Ensuite, quels sont les différents marchés publics qui ont été lancés pour encadrer les différents lots du chantier ? Des mains invisibles politiques ont-elles joué un rôle dans le dossier ? Les experts de la Cour des comptes ont fait un travail remarquable ; ils ont débroussaillé le terrain et dégagé la voie. Au vu des conclusions de la Cour des comptes, il serait sain et opportun que des investigations plus approfondies soient menées afin d’identifier les responsabilités. Et un acteur qui doit maintenant s’engager sur la voie pour une enquête à charge et à décharge n’est autre que la justice. Il n’y a que cette dernière qui pourra obliger celles et ceux qui observent aujourd’hui le silence de livrer leur version dans le cheminement du dossier afin d’éclairer la lanterne des citoyens. La première personne concernée n’est autre qu’Elio Di Rupo (PS). Actuel Ministre-président du Gouvernement wallon, il était bourgmestre de la cité du Doudou à l’époque où le projet de construction de la gare de Mons a été initié et il officiait comme président du jury qui a validé la maquette proposée par l’architecte international, Santiago Calatrava. Ce dernier a aussi signé la gare de Liège-Guillemins dont le coût avoisine 437 millions d’euros !

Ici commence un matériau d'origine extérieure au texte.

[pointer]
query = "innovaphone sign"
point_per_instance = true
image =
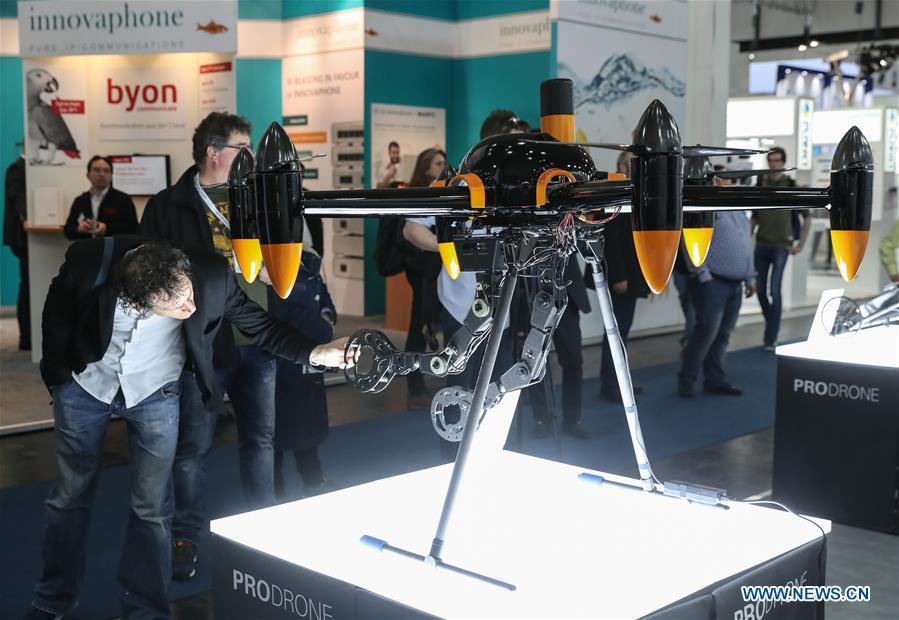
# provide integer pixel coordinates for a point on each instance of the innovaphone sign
(73, 27)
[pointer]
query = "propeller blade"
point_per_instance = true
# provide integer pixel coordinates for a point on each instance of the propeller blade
(699, 150)
(631, 148)
(742, 174)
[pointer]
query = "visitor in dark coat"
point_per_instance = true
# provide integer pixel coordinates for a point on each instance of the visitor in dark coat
(301, 409)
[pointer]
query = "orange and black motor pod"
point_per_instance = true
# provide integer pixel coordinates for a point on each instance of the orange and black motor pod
(447, 229)
(657, 178)
(242, 216)
(698, 225)
(279, 212)
(851, 197)
(557, 109)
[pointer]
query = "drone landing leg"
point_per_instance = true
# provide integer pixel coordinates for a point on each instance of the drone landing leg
(477, 408)
(619, 357)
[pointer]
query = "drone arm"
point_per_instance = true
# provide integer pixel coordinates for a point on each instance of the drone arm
(404, 202)
(744, 197)
(474, 330)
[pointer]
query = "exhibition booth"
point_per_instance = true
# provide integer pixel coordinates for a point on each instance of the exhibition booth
(343, 96)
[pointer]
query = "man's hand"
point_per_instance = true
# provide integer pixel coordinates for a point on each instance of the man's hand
(263, 275)
(332, 355)
(750, 289)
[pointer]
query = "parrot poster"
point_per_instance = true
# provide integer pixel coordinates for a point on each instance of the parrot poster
(53, 137)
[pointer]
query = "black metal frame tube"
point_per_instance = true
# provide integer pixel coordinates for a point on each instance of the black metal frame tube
(477, 407)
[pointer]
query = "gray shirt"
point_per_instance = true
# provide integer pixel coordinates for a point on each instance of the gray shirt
(456, 296)
(730, 253)
(146, 352)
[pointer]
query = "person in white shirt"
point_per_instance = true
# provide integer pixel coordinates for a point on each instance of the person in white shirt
(102, 210)
(392, 172)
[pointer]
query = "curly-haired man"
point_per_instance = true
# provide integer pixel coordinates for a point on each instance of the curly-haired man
(122, 319)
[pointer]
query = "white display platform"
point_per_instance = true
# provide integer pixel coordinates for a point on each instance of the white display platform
(573, 549)
(878, 346)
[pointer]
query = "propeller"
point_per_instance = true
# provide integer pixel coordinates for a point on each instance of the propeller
(698, 150)
(687, 151)
(278, 190)
(851, 197)
(744, 174)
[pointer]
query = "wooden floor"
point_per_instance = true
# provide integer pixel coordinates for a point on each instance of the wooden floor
(742, 465)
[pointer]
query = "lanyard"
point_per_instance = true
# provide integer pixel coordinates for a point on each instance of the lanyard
(210, 205)
(218, 214)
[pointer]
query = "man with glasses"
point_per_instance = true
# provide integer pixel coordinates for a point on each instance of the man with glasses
(775, 233)
(194, 212)
(121, 320)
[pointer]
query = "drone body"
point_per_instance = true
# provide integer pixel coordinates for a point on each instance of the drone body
(539, 199)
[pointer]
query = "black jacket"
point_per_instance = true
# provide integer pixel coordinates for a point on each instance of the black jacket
(177, 214)
(577, 289)
(116, 211)
(77, 320)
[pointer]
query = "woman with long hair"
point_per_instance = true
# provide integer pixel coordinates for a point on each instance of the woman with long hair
(422, 269)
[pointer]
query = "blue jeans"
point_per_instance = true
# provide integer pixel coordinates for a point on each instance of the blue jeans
(773, 257)
(623, 307)
(717, 305)
(251, 387)
(145, 565)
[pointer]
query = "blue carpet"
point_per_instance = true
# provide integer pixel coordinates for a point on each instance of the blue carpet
(374, 449)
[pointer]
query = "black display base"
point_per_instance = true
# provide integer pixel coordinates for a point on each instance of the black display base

Un autre acteur du dossier qu’il serait intéressant d’entendre est Vincent Bourlard, ancien membre du comité de direction de la SNCB et patron d’Eurogare, la filiale du transporteur ferroviaire et maître d’ouvrage du chantier de la gare de Mons. Mais Elio Di Rupo et Vincent Bourlard ne sont certainement pas les seuls à interroger dans le dossier. Mais ce sont les principaux protagonistes. La gare de Mons était annoncée pour 2015, elle est désormais programmée pour 2023 !

Près d’un mois après le rapport de la Cour des comptes, difficile de trouver le texte final. Comme si le dossier dérange en haut lieu.

Le dossier de la gare Calatrava de Mons rappelle furieusement un autre également lié à la SNCB : sa filiale logistique ABX dont la constitution et la gestion ont coûté environ 1,3 milliard d’euros à l’entreprise ferroviaire (et au contribuable belge), mais que la SNCB a fini par céder pour environ 30 millions d’euros au fonds d’investissement, 3i, en 2006. Pour mémoire, 3i a revendu ABX en 2008 à l’opérateur DSV pour plus de 400 millions d’euros… C’est à croire que la SNCB adore les « bonnes affaires »…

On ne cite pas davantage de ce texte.